Kayla ouvrit la fiole avec toutes les précautions du monde.
– Bien, tête en arrière, ouvre les yeux. Ne t’en fais pas. Tu peux avoir confiance. Tu ne vas pas avoir mal.
Il y eut un silence, puis Alex poussa une longue exclamation qui se transforma en rire. Kayla fit un pas en arrière et je pus enfin le voir, les yeux tournés vers le plafond, l’air béat.
– A toi, Chloé.
Je m’agitai un instant sur le fauteuil pour trouver une position plus agréable, puis laissai ma tête reposer sur le dossier.
– Prête ?
Je fis signe que oui et me forçai à ne pas fermer les paupières lorsque Kayla approcha la fiole de moi. Elle fit tomber quelques grains au coin d’un de mes yeux. Je les fermai aussitôt par pure réflexe, puis lorsque je les rouvris, larmoyante, elle en déposa au coin de l’autre.
Un nouveau battement de paupière, un sentiment inconfortable. Un deuxième, mon cœur s’accéléra. Un troisième, des étoiles scintillantes envahirent ma vision. Un dernier. Un moment d’extase comme je n’en avais jamais connu, qui naquit quelque part au centre de mon être et explosa avec une force qui fit fourmiller chacune de mes terminaisons nerveuses.
Je n’aurais pu dire si j’exprimai cette extase à voix haute ou non, car la limite entre mon corps et ce qui m’entourait devint floue. Je me sentis transportée, embarquée dans un lieu qui n’en était pas un, dans un moment qui résumait tous les autres.
Etais-je dans l’espace ?
Non, toujours dans la chambre, plus lumineuse que jamais. Des formes indistinctes apparaissaient et disparaissaient. Des sons, des murmures, des tintements résonnaient. Cette plénitude s’étendit, s’étoffa, se transforma et enfin culmina lorsque deux silhouettes apparurent devant moi.
Deux silhouettes qui n’en étaient qu’une.
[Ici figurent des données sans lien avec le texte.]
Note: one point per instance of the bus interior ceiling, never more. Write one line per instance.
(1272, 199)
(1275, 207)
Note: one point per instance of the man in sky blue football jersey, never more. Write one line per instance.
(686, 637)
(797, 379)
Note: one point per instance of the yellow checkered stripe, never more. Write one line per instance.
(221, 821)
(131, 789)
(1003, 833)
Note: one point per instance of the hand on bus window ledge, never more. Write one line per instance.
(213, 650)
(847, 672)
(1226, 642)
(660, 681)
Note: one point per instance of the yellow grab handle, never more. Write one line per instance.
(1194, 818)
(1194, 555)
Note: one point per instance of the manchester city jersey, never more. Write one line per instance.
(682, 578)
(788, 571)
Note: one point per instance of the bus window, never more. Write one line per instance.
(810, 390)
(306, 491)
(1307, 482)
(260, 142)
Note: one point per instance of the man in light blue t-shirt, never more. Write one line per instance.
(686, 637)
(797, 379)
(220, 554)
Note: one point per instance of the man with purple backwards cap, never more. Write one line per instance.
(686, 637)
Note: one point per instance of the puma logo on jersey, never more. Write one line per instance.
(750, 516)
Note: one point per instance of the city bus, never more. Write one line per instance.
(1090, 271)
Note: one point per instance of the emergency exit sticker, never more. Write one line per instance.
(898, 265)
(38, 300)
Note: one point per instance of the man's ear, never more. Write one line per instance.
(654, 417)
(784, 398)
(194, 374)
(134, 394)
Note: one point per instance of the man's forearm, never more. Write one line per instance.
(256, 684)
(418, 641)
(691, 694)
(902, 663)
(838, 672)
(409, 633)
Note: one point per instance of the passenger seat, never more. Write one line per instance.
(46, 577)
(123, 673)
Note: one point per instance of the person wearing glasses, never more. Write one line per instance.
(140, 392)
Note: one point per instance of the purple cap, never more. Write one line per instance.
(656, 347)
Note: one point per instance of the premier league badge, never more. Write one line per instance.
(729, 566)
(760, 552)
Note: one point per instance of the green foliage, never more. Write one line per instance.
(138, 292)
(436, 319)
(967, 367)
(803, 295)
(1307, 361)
Elles étaient faites d’odeurs, de voix, de souvenirs. Elles étaient minuscules et infinies, inscrites et maintenues dans la réalité par des instants vécus si forts qu’ils en avaient pris une forme de vie propre. C’étaient des réseaux, une série de points interconnectés et si intimement liés à mon être que je ne pus que les reconnaître. Nadette et Claudine. Les deux femmes qui m’avaient élevées. Les deux femmes qui étaient mortes, l’une à la suite de l’autre et m’avaient abandonnées.
Elles, toujours présentes, à jamais liées.
Je repris une profonde inspiration et revint à moi-même dans un sanglot. La chambre avait repris ses couleurs habituelles. Je reconnus Moubarak, roulé en boule dans un coin, qui se balançait d’avant en arrière. Alex avait toujours les yeux tournés vers le ciel, mais l’air à présent horrifié. Kayla me tournait le dos mais elle répétait des mots sans sens, comme une litanie sinistre.
L’émotion m’étouffa.
Je regardai en direction de l’endroit où je les avais vues. Plus aucune trace. Une deuxième fois disparues. Parties mais toujours là, prises au piège par leurs souvenirs, marquées par leur passé, leur passage sur Terre déjà à moitié oublié mais profondément indélébile.
Je pleurai ce néant. Je pleurai ce toujours. Je pleurai ceux qui n’étaient plus, ceux qui l’étaient encore. Surtout, je pleurai cette peur, cette peur infinie de l’avoir touchée du doigt, d’avoir frôlé un fragment d’éternité.
Je pleurai jusqu’à perdre conscience de moi, jusqu’à en oublier ce que j’avais vu, jusqu’à ne plus m’en importer. Je ne voulais plus jamais ressentir ce vide. Plus jamais avoir à l’affronter. Qu’on arrête de me poser des questions. J’étais mieux ici. Loin de tout, loin du rien, enfin libre de ces pensées qui m’amenaient trop près d’une peur que je n’étais pas capable d’affronter.
Là, coupée du temps, je trouvai enfin la paix.